Psychosocial Influence of Ehlers–Danlos Syndrome in Daily Life of Patients: A Qualitative Study

Palomo-Toucedo

León-Larios

Reina-Bueno

et al. 2020

(1) Background: Ehlers–Danlos syndrome is a heterogeneous group of connective tissue disorders causing pain, fatigue, and disabilities; it has several implications for patients who suffer from this disease. The major clinical manifestations of EDS include joint hypermobility, skin hyperextensibility, and generalized conjunctive tissue fragility. This research aims to explore their perceptions and experiences about the phycological and social spheres. (2) Methods: Semistructured interviews were carried out. Participants were encouraged to talk about issues related to their disease by asking open-ended questions in one to one interview. The interview guide included questions to identify the syndrome’s influence on the social and psychological life of patients All interviews were audio recorded, fully transcribed, and analyzed using the phenomenological theoretical framework. The method of analysis was the thematic interpreting of perspectives and approaches. (3) Results: 31 individuals were proposed to participate in this study. Five patients refused to participate, so a total of 26 interviews were performed.

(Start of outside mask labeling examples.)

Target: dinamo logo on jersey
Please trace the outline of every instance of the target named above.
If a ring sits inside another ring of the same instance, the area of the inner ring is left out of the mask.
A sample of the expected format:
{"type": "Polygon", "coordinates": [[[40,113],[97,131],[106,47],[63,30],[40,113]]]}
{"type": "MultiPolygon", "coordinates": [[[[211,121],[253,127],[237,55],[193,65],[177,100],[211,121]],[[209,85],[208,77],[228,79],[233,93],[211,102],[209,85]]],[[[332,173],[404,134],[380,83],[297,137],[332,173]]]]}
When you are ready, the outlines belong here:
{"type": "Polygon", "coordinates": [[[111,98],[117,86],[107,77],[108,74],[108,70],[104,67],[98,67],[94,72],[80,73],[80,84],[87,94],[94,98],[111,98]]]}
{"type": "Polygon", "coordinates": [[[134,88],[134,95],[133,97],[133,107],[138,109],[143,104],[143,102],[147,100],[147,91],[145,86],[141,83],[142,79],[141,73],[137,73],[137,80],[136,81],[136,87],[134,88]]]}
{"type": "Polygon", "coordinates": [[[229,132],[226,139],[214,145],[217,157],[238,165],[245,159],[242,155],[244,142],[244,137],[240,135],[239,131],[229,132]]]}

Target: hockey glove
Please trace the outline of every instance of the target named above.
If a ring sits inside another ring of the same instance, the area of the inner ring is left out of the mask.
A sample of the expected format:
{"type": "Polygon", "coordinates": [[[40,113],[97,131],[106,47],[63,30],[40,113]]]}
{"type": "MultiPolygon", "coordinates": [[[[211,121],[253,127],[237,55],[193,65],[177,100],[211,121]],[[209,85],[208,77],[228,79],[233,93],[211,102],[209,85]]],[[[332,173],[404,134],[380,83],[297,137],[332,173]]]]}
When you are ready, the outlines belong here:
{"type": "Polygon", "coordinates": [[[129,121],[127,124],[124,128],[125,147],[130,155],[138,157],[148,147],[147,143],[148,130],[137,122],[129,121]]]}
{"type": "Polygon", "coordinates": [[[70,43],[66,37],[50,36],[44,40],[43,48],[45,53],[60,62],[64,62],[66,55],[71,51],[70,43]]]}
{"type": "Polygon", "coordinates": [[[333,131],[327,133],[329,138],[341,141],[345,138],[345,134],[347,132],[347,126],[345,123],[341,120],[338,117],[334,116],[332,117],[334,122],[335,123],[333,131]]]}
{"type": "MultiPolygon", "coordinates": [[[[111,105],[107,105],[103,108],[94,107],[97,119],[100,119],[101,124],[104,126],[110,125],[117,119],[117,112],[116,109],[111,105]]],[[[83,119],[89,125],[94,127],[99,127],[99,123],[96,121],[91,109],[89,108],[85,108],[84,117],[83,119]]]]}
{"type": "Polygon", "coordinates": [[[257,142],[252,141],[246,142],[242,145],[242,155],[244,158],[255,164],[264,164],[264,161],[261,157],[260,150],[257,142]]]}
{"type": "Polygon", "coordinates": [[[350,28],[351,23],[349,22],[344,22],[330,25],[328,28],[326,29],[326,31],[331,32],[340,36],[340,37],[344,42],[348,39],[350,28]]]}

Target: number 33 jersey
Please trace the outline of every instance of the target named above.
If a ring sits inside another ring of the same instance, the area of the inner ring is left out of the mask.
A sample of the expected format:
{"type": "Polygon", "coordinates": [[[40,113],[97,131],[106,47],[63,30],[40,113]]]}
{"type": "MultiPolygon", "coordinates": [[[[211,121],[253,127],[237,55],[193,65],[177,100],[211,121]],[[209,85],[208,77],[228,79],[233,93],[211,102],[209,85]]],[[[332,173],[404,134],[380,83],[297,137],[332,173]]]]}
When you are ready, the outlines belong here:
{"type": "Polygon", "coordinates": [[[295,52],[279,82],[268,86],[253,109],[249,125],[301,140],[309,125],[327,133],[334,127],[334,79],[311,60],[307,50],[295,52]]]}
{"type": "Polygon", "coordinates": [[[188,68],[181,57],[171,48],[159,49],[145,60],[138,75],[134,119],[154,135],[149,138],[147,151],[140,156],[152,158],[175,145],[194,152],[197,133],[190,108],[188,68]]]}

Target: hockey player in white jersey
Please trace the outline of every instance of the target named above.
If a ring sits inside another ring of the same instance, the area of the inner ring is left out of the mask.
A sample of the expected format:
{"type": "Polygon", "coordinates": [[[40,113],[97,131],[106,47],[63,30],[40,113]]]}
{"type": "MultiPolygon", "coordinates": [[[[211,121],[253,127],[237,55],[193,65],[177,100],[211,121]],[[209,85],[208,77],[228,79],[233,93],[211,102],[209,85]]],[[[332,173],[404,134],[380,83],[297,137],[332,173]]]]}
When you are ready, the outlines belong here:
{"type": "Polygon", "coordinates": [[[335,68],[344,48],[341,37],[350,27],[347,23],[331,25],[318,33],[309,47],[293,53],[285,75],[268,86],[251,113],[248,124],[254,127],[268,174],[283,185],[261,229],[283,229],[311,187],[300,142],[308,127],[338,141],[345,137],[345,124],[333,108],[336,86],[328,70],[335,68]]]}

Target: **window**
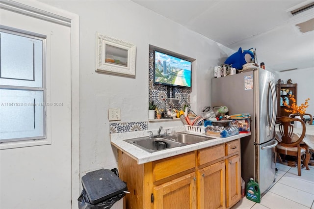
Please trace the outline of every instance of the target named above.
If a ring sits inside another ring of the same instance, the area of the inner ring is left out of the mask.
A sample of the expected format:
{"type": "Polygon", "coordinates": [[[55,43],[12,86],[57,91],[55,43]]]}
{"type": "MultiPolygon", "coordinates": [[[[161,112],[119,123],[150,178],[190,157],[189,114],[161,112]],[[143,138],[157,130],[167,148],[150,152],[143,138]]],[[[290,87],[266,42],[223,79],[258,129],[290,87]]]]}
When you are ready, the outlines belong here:
{"type": "Polygon", "coordinates": [[[0,26],[0,143],[46,138],[46,38],[0,26]]]}

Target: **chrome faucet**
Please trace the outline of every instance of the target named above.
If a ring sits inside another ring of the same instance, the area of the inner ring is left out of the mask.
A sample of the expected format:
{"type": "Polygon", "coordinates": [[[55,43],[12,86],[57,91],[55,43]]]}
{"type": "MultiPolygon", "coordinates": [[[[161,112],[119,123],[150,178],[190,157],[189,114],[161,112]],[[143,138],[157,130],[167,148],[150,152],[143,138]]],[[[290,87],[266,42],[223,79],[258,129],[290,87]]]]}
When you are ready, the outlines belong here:
{"type": "Polygon", "coordinates": [[[159,128],[159,130],[158,130],[158,133],[157,134],[157,135],[158,135],[158,136],[160,135],[160,132],[161,131],[162,129],[162,127],[160,126],[159,128]]]}

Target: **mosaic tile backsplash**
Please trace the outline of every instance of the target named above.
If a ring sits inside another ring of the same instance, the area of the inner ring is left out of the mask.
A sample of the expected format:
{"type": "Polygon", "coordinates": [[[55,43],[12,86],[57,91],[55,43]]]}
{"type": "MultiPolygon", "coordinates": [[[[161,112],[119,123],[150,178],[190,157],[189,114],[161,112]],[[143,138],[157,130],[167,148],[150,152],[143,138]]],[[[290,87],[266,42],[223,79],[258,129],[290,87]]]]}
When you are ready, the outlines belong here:
{"type": "MultiPolygon", "coordinates": [[[[154,104],[160,104],[167,98],[167,87],[154,83],[154,52],[149,52],[149,102],[154,101],[154,104]]],[[[186,104],[190,110],[190,89],[174,87],[175,99],[179,100],[178,103],[166,102],[167,108],[181,109],[186,104]]],[[[128,123],[111,123],[109,124],[110,133],[122,133],[147,130],[147,121],[128,123]]]]}
{"type": "MultiPolygon", "coordinates": [[[[155,104],[160,104],[162,101],[167,98],[167,86],[162,85],[156,85],[154,83],[154,52],[149,52],[149,74],[148,80],[149,102],[154,101],[155,104]]],[[[189,110],[190,109],[190,89],[173,87],[174,90],[174,99],[179,100],[179,103],[166,102],[168,109],[182,109],[184,104],[187,105],[189,110]]],[[[170,95],[172,95],[171,93],[170,95]]],[[[171,96],[170,96],[171,97],[171,96]]]]}
{"type": "Polygon", "coordinates": [[[110,133],[147,130],[147,121],[111,123],[109,126],[110,133]]]}

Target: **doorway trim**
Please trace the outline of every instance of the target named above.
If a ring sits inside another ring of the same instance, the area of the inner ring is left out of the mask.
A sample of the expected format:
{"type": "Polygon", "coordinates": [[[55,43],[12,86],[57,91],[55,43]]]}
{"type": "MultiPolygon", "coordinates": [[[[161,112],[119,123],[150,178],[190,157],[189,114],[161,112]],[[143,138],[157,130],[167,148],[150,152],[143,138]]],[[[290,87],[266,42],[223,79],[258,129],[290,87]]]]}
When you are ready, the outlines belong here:
{"type": "Polygon", "coordinates": [[[59,24],[70,21],[71,27],[71,207],[77,209],[80,193],[79,169],[79,20],[78,15],[37,1],[1,0],[1,7],[21,9],[30,12],[35,17],[59,24]],[[3,4],[5,4],[3,6],[3,4]]]}

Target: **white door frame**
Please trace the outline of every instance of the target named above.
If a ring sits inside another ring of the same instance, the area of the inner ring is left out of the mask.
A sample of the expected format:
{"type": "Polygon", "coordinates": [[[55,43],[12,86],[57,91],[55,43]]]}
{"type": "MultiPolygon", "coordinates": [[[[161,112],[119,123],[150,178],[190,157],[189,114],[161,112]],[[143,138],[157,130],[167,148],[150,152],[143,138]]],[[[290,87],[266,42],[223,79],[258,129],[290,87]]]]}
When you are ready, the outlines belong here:
{"type": "Polygon", "coordinates": [[[72,208],[77,209],[80,194],[79,170],[79,16],[35,0],[2,0],[25,8],[31,7],[71,20],[71,188],[72,208]]]}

Six themes ((1) Pain and its consequences on a daily basis; (2) The need to name the problem: the diagnosis; (3) Restructuring leisure and social relationships; (4) Limitations due to economic conditions; (5) Psychological impact of the disease situation; (6) Professional limitations) and four subthemes ((1) The value of partner support; (2) The weather influence on social plans; (3) Physical exercise and illness; (4) Support groups) emerged from the data. (4) Conclusions: This study revealed the impact of the syndrome on the social and daily life of patients, and not only in a physical level, but also in a psychological and social approach. These findings allow healthcare providers to know more about this disease in order to support and give advice to patients about the changes they will have to make.